A luxurious, slow-rolling Cadillac of a book, not to be mastered in one sitting. Just as affluent citizens do not always vote based on narrow calculations of self-interest i. It feels like a meandering collection, segueing from person to person. I have more to say on this in a minute, but I initially appreciated that the author is upfront about the narrow range of identity his book tends to focus on as a feature of who was allowed to work in politics.

Highly recommend! The book covers many topics that haven't received their due in general history education due to 1 social aversion to acknowledging discrimination in its various forms and 2 the widespread erasure of gay people and their experiences. Go back. Your email address will not be published. Secret City chronicles American history, proving that 'queer history' in the U.

It is American history. In the growing national security state of the World War II and Cold War eras, the pretext for excluding gays from all federal employment was that they posed a security risk because they could so easily be blackmailed by foreign intelligence services. They were expected to fulfill gender norms in how they dressed at protests and given less room to speak at meetings. The author humanized people who were too often dehumanized in their time.

In recent weeks, McCloskey explained to the other congressmen huddled in his office, he had been in contact with a local television news reporter named Bill Best who used to work in the Bay Area and had been active in California GOP politics during the late s.

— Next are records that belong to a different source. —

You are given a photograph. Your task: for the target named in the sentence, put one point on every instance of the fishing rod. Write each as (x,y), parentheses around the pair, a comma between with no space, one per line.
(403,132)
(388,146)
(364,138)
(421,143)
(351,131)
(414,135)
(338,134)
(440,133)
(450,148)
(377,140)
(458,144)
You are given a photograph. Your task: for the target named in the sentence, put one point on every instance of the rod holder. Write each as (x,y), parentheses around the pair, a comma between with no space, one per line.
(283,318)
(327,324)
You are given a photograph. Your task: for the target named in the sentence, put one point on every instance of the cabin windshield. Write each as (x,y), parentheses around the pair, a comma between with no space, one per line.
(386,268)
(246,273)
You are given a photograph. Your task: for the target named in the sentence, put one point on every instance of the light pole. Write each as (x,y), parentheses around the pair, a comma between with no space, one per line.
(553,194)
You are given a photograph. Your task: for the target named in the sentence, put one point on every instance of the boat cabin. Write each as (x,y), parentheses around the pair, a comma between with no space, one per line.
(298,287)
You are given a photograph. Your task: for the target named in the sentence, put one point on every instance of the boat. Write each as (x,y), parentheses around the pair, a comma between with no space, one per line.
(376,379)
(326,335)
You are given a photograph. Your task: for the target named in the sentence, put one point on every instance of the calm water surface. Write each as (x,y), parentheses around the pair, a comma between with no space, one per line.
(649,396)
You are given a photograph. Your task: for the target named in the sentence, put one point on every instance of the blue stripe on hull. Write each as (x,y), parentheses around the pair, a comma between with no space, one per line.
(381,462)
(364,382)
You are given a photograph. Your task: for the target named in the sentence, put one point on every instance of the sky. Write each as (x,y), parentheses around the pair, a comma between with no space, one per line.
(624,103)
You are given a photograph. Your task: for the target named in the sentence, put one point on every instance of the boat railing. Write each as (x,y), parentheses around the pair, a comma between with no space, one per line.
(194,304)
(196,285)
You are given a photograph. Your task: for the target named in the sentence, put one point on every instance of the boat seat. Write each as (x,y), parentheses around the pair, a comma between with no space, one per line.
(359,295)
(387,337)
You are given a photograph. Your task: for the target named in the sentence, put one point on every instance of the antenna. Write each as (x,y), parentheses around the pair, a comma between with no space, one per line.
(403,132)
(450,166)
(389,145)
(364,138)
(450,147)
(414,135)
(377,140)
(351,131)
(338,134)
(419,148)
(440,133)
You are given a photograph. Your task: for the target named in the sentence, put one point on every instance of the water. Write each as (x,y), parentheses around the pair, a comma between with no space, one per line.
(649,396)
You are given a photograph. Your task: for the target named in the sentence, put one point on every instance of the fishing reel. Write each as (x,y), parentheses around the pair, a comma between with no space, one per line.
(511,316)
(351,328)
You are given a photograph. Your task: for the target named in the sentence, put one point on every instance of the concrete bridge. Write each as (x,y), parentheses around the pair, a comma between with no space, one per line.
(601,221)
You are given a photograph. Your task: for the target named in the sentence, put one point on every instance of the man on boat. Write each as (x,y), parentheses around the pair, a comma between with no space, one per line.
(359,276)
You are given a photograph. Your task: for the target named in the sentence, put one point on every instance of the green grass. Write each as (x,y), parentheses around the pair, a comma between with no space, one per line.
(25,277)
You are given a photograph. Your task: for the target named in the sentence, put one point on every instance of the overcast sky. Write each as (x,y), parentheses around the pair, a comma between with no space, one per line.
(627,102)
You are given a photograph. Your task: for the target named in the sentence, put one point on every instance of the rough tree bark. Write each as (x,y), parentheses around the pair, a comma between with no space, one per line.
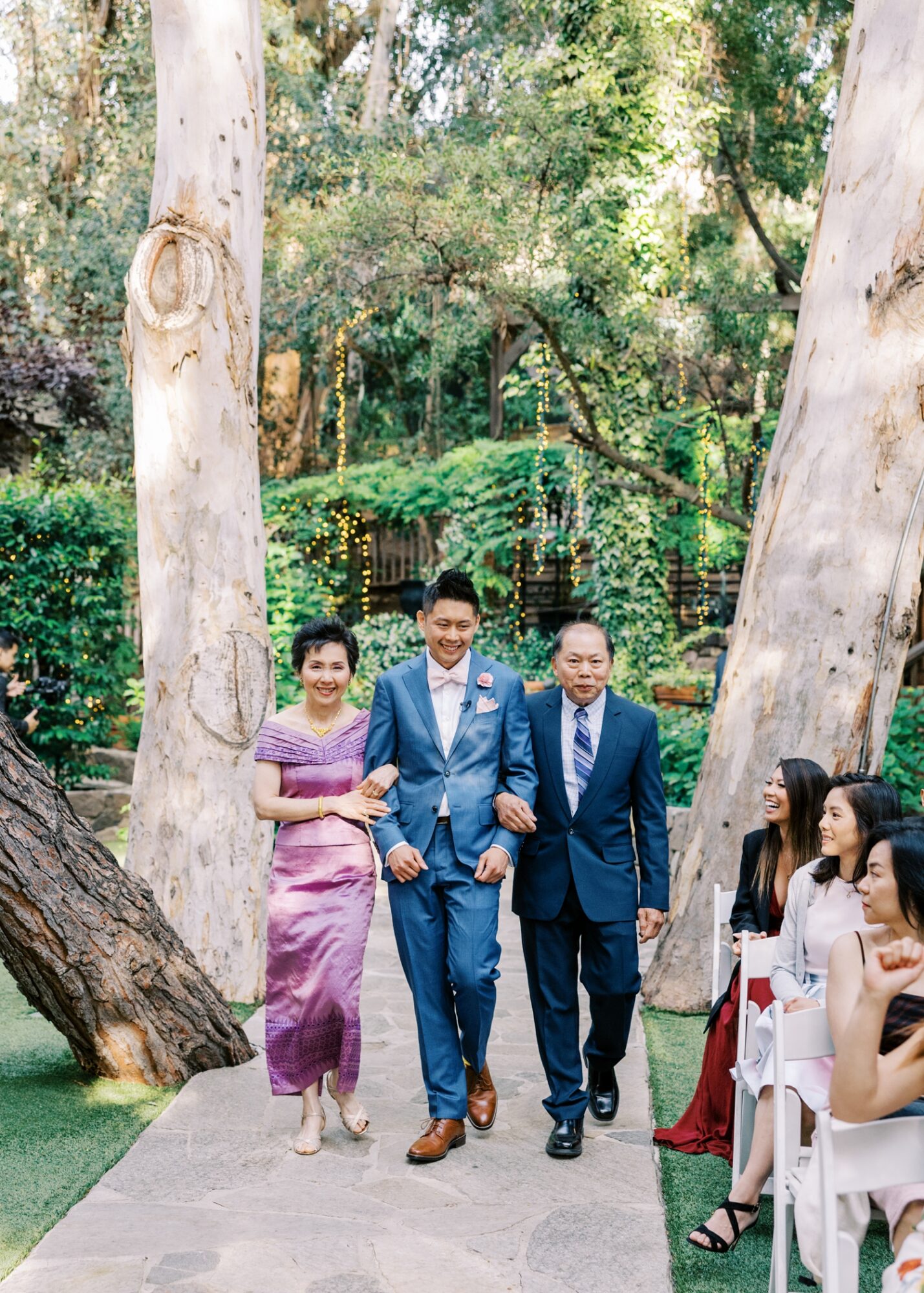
(839,487)
(90,948)
(377,91)
(280,423)
(191,348)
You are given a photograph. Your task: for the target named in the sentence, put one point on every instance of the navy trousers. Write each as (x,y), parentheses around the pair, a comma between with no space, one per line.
(608,970)
(446,928)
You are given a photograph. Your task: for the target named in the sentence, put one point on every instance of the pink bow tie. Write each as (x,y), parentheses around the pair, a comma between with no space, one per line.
(439,677)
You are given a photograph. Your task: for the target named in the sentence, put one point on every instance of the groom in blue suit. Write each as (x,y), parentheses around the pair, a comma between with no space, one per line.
(456,725)
(576,889)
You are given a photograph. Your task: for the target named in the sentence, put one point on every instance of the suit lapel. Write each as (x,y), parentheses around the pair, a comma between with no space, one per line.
(552,736)
(416,681)
(606,751)
(477,665)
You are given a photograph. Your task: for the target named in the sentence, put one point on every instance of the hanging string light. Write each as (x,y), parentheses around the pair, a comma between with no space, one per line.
(683,294)
(541,496)
(704,511)
(343,517)
(517,599)
(576,515)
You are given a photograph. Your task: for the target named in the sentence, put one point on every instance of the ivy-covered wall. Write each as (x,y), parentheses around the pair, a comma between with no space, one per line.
(67,562)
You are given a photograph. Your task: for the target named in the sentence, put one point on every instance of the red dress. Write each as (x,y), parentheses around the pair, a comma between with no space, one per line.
(707,1127)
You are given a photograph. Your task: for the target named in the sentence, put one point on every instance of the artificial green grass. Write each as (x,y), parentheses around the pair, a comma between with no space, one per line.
(60,1131)
(694,1185)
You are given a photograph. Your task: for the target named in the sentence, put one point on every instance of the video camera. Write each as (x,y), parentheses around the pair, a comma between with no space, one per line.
(48,691)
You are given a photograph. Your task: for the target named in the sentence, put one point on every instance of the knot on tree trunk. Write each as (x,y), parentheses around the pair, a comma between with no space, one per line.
(230,687)
(173,275)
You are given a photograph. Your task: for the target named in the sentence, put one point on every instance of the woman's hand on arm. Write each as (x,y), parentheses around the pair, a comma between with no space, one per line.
(355,806)
(739,938)
(380,782)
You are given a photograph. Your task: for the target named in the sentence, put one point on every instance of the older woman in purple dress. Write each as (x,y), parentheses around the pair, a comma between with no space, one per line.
(323,885)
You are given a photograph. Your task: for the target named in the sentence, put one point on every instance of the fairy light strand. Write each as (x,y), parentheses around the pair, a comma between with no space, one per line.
(541,495)
(576,515)
(704,510)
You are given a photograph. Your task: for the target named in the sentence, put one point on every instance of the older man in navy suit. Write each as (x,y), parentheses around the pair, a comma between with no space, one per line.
(576,889)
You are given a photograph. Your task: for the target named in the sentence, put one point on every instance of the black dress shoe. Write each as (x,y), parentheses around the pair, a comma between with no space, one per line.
(566,1140)
(603,1095)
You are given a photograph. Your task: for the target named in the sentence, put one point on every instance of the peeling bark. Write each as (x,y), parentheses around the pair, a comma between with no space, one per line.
(839,487)
(90,948)
(191,346)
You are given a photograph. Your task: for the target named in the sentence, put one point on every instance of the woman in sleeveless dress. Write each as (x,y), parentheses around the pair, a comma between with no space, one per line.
(793,797)
(323,884)
(876,1013)
(822,904)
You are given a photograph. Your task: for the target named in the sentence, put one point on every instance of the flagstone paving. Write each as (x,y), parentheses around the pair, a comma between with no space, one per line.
(211,1198)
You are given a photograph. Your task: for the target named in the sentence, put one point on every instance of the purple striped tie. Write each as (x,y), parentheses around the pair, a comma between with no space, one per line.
(584,752)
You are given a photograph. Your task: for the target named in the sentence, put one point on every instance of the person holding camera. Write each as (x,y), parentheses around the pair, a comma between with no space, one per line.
(11,685)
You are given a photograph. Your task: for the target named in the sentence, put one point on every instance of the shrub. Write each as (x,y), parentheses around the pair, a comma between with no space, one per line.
(682,735)
(67,557)
(903,761)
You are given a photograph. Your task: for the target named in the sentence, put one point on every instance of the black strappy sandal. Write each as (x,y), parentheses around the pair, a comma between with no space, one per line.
(716,1243)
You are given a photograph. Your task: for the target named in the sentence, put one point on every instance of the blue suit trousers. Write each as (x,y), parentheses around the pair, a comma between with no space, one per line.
(608,965)
(446,929)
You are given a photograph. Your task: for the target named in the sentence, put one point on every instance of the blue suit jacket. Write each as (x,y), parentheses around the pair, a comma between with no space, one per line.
(597,845)
(489,752)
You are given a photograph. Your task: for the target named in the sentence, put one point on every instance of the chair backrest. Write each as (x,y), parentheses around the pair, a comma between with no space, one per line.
(722,960)
(757,957)
(865,1157)
(858,1158)
(802,1035)
(724,901)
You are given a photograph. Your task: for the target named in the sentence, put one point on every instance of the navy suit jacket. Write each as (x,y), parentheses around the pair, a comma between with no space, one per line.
(596,846)
(491,752)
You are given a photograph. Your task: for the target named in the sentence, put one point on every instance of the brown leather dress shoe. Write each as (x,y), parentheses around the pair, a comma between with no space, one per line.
(439,1137)
(482,1098)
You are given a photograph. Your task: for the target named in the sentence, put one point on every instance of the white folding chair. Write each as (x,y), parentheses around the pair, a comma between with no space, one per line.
(804,1035)
(757,957)
(859,1158)
(722,956)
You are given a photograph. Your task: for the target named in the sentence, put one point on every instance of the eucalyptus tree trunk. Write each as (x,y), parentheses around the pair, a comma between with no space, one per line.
(90,948)
(839,489)
(191,348)
(377,91)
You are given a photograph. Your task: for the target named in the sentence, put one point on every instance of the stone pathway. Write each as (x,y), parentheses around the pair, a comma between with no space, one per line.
(211,1198)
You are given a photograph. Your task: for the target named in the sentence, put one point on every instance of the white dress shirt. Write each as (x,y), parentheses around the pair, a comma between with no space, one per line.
(448,707)
(596,712)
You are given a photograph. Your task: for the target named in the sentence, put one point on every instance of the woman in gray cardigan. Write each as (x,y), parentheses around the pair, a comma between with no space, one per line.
(821,906)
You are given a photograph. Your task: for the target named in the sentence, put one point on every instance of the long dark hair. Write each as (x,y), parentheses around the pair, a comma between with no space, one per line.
(805,787)
(906,841)
(874,801)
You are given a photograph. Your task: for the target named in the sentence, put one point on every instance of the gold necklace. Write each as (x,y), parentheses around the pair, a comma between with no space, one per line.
(319,731)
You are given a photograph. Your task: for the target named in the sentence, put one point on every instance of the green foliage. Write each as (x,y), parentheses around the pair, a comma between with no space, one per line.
(475,489)
(903,761)
(682,735)
(65,562)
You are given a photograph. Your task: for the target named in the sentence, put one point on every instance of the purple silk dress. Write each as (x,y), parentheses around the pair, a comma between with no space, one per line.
(319,908)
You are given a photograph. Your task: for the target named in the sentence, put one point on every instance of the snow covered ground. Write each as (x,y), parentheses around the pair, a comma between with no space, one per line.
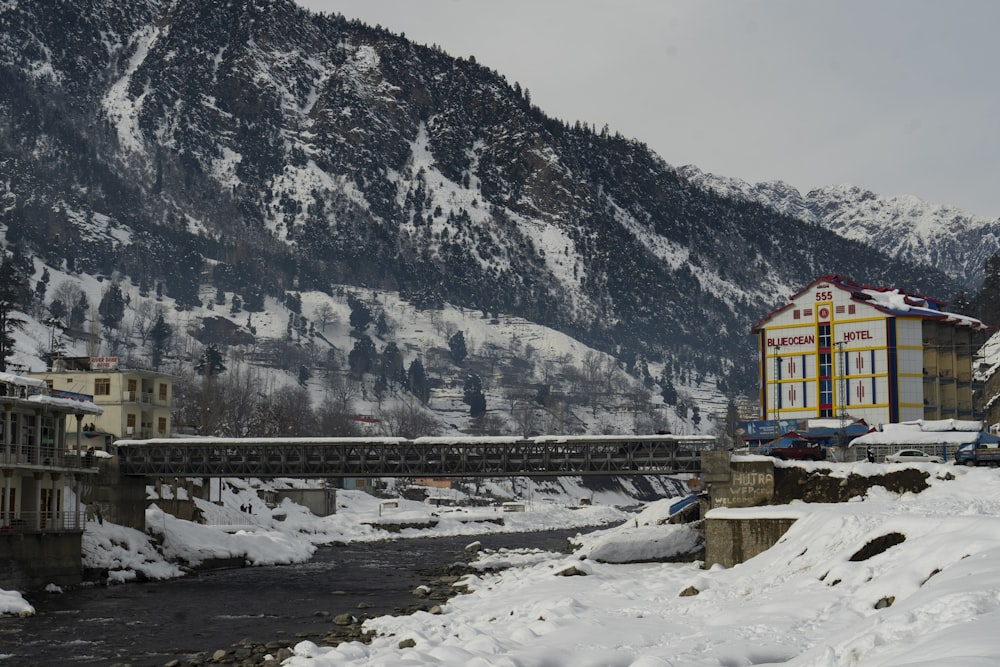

I also found the prose of this book very stuffy "she spoke of the pain she felt upon discovering that her husband had consummated an affair with her secretary.

As a work in the recovery of a marginalized portion of the governmental workforce this book is great. Due to its length and the pure facts within, the content is straightforward to the point it comes off a little dry and blunt.

secret city: the hidden history of gay washington review

I felt like this book was really well researched, and the author took care not to put identities on people for their actions that they did not claim, while still describing how they participated in queer life. Jump to ratings and reviews.